The wording was first given statutory effect under the Police (Scotland) Act 1857 and remained largely similar to that form until replaced by the declaration required by the Police and Fire Reform (Scotland) Act 2012.

===Northern Ireland===
Police officers of the Police Service of Northern Ireland are attested under section 38 of the Police (Northern Ireland) Act 2000. The terms are prescribed by that section, and are as follows:

I hereby do solemnly and sincerely and truly declare and affirm that I will faithfully discharge the duties of the office of constable, with fairness, integrity, diligence and impartiality, upholding fundamental human rights and according equal respect to all individuals and their traditions and beliefs; and that while I continue to hold the said office I will to the best of my skill and knowledge discharge all the duties thereof according to law.

===Other constables===
Constables and special constables of the British Transport Police are required by sections 24 and 25 of the Railways and Transport Safety Act 2003 to make different attestations/declarations depending on where they are appointed. In England and Wales, BTP constables take the same oath as prescribed by the Police Act 1996 for a territorial police constable, and in Scotland make the same declaration that as prescribed under the Police (Scotland) Regulations 2004 for a territorial police constable. The location of the declaration/attestation, and the words used, make no difference to the extent of the constable's jurisdiction.

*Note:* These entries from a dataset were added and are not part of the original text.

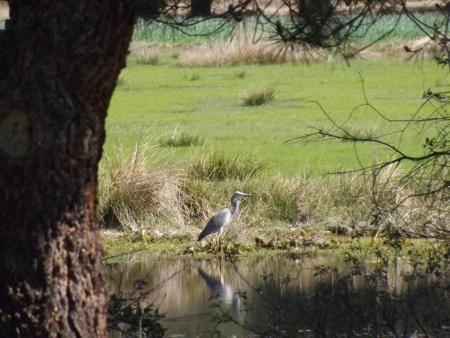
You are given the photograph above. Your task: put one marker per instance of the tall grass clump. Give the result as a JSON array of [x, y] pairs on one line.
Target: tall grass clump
[[181, 140], [217, 166], [134, 195], [258, 97]]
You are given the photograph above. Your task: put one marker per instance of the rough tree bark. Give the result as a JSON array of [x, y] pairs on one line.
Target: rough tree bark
[[201, 8], [59, 62]]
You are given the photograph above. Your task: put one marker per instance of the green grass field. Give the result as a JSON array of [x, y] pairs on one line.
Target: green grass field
[[160, 33], [162, 100]]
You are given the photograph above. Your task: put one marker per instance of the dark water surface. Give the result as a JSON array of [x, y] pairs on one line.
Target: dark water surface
[[282, 297]]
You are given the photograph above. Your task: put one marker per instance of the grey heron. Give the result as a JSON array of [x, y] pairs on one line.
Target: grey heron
[[222, 217]]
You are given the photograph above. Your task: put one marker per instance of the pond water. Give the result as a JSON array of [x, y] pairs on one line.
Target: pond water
[[318, 296]]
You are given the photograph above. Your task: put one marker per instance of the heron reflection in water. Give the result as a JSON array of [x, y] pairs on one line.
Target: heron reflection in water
[[225, 293]]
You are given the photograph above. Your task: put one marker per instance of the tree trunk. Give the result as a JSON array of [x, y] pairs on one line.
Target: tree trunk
[[200, 8], [59, 62]]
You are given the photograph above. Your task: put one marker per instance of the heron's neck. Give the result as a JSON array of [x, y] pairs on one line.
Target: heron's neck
[[234, 207]]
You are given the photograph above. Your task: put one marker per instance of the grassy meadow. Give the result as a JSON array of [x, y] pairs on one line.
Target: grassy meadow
[[181, 138], [165, 101]]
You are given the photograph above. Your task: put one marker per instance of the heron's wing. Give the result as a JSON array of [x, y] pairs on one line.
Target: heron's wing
[[217, 221]]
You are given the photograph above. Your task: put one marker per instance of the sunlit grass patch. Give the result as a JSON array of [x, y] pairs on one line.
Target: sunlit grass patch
[[218, 166], [258, 96], [181, 140]]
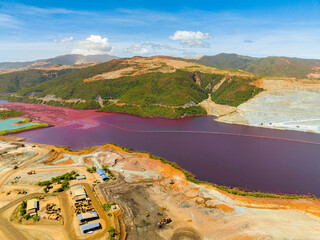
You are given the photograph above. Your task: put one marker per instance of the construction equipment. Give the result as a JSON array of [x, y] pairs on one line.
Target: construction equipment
[[164, 221]]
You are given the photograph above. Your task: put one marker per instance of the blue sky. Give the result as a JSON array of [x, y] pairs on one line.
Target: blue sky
[[40, 29]]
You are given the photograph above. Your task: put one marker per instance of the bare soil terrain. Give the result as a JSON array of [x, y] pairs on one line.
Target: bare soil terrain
[[291, 104], [145, 191]]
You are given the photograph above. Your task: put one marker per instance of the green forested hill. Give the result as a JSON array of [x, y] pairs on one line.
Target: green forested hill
[[15, 81], [269, 66], [143, 86]]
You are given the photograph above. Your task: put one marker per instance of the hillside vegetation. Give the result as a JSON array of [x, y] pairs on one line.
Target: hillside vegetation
[[4, 114], [155, 86], [15, 81], [269, 66]]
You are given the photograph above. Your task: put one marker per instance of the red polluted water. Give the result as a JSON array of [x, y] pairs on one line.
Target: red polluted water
[[240, 156]]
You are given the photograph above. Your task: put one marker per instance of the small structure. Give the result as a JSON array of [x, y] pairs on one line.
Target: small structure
[[78, 191], [79, 198], [32, 207], [88, 216], [190, 104], [102, 174], [81, 177], [90, 227]]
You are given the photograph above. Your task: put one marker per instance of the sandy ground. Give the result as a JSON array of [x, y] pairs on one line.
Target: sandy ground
[[286, 104], [146, 191]]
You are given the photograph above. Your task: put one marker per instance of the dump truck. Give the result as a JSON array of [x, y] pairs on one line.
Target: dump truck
[[164, 221]]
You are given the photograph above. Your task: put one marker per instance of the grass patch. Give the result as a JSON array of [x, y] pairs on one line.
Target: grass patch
[[107, 206], [63, 180], [34, 126], [154, 110], [9, 114]]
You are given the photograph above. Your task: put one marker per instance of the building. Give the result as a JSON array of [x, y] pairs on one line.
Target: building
[[32, 207], [79, 198], [90, 227], [81, 177], [88, 216], [102, 174], [78, 191]]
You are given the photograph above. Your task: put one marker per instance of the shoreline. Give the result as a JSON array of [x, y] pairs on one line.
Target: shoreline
[[192, 178], [264, 126], [35, 125]]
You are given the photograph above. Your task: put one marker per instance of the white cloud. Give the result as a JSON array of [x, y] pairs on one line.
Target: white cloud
[[191, 39], [8, 21], [66, 39], [137, 49], [93, 45]]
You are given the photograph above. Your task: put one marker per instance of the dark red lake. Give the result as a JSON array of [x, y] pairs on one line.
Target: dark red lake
[[264, 164]]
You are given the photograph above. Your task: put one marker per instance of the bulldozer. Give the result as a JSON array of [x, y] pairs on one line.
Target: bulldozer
[[164, 221]]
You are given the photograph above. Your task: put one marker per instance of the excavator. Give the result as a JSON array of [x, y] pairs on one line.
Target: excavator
[[164, 221]]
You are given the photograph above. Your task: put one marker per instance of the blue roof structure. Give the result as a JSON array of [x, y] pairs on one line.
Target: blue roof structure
[[90, 226], [88, 215], [102, 174]]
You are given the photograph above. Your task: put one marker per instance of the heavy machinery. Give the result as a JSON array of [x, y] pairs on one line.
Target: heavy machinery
[[164, 221]]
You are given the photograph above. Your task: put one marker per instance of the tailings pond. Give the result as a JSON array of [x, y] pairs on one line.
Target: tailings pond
[[248, 157]]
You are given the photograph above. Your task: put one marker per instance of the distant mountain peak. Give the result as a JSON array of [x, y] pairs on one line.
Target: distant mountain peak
[[68, 59]]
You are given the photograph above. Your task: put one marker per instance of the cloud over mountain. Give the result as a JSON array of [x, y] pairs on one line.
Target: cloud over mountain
[[191, 39], [93, 45]]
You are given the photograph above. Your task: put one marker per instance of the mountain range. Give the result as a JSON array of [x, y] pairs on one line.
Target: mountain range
[[69, 59], [269, 66]]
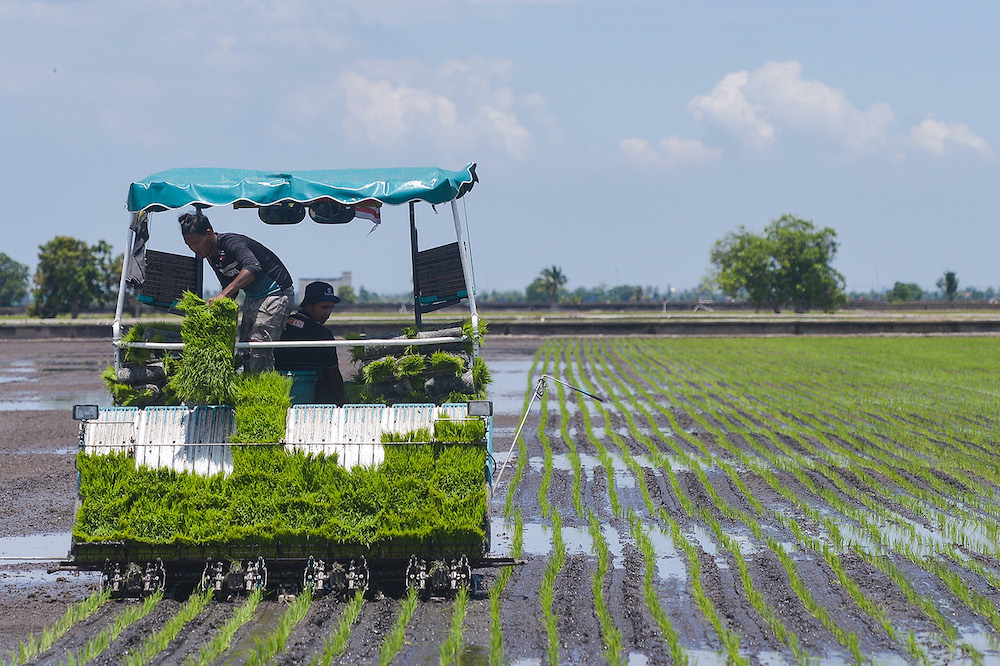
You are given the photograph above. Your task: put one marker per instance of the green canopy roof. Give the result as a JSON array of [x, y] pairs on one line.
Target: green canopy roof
[[177, 188]]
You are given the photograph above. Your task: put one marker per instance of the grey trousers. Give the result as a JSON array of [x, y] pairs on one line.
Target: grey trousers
[[263, 320]]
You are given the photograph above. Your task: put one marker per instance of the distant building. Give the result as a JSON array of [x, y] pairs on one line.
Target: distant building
[[343, 281]]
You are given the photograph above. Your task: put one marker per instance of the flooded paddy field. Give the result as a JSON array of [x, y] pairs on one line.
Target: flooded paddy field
[[752, 500]]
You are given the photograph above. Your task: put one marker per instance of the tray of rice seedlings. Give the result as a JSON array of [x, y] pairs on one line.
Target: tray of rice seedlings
[[182, 498], [145, 374], [437, 374], [428, 497]]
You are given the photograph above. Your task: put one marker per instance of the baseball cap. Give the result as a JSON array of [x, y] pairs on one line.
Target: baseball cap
[[319, 292]]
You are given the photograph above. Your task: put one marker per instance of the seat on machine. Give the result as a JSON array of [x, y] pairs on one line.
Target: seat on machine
[[168, 276], [439, 277]]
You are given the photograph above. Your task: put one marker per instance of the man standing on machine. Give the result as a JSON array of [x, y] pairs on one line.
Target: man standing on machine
[[308, 324]]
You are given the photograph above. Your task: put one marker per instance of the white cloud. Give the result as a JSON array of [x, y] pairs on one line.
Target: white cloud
[[459, 106], [756, 105], [728, 105], [937, 137], [672, 152]]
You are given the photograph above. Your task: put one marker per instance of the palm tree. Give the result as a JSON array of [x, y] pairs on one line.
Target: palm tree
[[552, 280]]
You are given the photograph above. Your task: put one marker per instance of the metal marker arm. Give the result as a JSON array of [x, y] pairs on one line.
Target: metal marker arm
[[538, 392]]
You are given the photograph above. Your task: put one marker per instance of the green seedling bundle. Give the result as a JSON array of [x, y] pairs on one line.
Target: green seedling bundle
[[428, 491], [421, 494], [420, 373]]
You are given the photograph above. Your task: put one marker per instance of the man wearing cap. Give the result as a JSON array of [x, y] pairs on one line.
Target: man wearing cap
[[308, 324]]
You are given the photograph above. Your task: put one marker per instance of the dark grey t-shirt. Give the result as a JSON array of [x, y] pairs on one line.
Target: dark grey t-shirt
[[237, 252]]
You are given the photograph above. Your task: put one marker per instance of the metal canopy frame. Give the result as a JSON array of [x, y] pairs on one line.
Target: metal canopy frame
[[463, 252]]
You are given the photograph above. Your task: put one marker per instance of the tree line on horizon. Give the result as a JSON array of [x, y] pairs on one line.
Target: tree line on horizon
[[788, 266]]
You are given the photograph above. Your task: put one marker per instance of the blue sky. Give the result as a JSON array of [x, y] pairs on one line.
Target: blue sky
[[617, 140]]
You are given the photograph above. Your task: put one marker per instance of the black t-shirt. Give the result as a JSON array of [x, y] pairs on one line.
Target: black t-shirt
[[237, 252], [303, 327]]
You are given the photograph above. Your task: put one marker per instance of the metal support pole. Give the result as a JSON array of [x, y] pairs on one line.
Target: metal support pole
[[116, 327], [463, 251], [413, 265]]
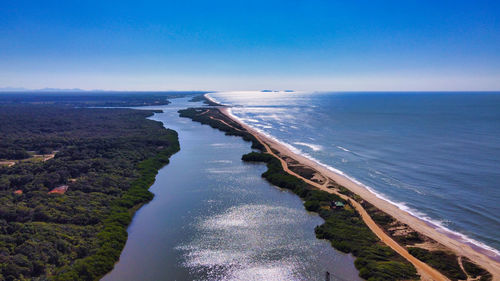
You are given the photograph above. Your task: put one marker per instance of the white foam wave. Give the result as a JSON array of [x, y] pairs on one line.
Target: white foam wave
[[490, 251], [314, 147], [343, 148]]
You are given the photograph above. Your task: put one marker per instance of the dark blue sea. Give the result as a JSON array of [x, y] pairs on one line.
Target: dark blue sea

Members of the Ministry of Defence Police are required—as with BTP constables—to take the oath that a territorial police constable would in the country in which they are attested. The same applies to members of the Civil Nuclear Constabulary, though in Scotland they are required to only make a "declaration faithfully to execute the duties of the office of a member of the Civil Nuclear Constabulary".

Civilian security officers belonging to the Northern Ireland Security Guard Service are attested by a resident magistrate as a special constable whilst on duty within Ministry of Defence property.